Au moment où la Haute autorité de lutte contre les discriminations et pour l’égalité (Halde) se fait attaquer par certains députés conservateurs (lire Revue de web), il est nécessaire de revenir sur le parcours de cette haute autorité qui avec des moyens modestes a fait évoluer l’égalité des lesbiennes et des gays en France.

La Halde est un organisme indépendant qui répond aux exigences de l’Union européenne et correspond à la volonté des pouvoirs publics français de mettre en œuvre une instance capable d’affaiblir les discriminations sans se substituer à la justice.

UNE DOUBLE MISSION
La Halde a une double mission: lutter contre les discriminations et promouvoir l’égalité. Il n’est donc pas nécessaire d’attendre la commission d’une infraction pour se saisir de la haute autorité. Une association peut s’adresser à la Halde pour solliciter une aide à la mise en place d’un projet de promotion de l’égalité (campagne de prévention contre l’homophobie, sensibilisation contre le harcèlement moral au travail…) ou de la diversité (l’image de l’homosexualité dans les médias ou les manuels scolaires, par exemple).

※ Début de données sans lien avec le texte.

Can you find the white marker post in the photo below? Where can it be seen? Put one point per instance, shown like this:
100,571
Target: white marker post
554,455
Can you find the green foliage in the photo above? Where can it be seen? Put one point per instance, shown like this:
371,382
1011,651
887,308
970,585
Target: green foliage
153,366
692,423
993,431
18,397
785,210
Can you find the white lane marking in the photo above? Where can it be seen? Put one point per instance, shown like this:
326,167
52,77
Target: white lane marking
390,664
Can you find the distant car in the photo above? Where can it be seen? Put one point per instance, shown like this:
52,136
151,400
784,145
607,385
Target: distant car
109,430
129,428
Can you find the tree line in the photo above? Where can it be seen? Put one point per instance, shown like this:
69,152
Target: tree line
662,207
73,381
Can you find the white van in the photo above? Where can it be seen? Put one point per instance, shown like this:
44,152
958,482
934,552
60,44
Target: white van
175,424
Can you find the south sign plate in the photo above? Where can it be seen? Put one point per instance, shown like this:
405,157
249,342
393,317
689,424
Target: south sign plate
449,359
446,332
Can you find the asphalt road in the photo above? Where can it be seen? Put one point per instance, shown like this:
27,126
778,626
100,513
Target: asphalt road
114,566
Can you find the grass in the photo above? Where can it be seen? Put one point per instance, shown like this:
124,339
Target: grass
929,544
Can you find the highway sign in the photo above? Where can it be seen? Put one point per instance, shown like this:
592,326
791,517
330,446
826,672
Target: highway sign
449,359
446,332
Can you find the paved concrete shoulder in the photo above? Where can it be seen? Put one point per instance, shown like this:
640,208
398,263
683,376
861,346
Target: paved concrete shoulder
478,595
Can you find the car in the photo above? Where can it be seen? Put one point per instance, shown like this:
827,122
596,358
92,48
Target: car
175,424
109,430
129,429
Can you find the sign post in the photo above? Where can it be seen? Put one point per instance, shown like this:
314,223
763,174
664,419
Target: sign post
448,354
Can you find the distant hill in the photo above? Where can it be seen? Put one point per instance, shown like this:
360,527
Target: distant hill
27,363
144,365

Afin de mieux préparer une réclamation ou tout simplement pour apporter un conseil, la Halde met a disposition des particuliers un numéro azur, le 08 1000 5000. Elle doit être saisie par écrit directement par les personnes s’estimant victimes d’une discrimination ou par des associations déclarées depuis au moins cinq ans et dont les statuts prévoient la lutte contre les discriminations (ou la défense des droits de l’Homme) à condition d’avoir l’accord de la victime. Un représentant du peuple (député, sénateur ou parlementaire européen) peut aussi porter une requête devant la haute autorité. 
La Halde traite de toutes les discriminations directes ou indirectes* prohibées dans les domaines établis par la loi. Outre l’orientation sexuelle, sont prohibés par la loi les critères suivants: origine, sexe, situation de famille, grossesse, apparence physique, patronyme, état de santé, caractéristiques génétiques, mœurs, âge, activités syndicales, appartenance vraie ou supposée à une ethnie, une nation, une race, opinions politiques et convictions religieuses. Le refus de soins constitue également une discrimination susceptible d’entrer dans le champ de compétence de la Halde.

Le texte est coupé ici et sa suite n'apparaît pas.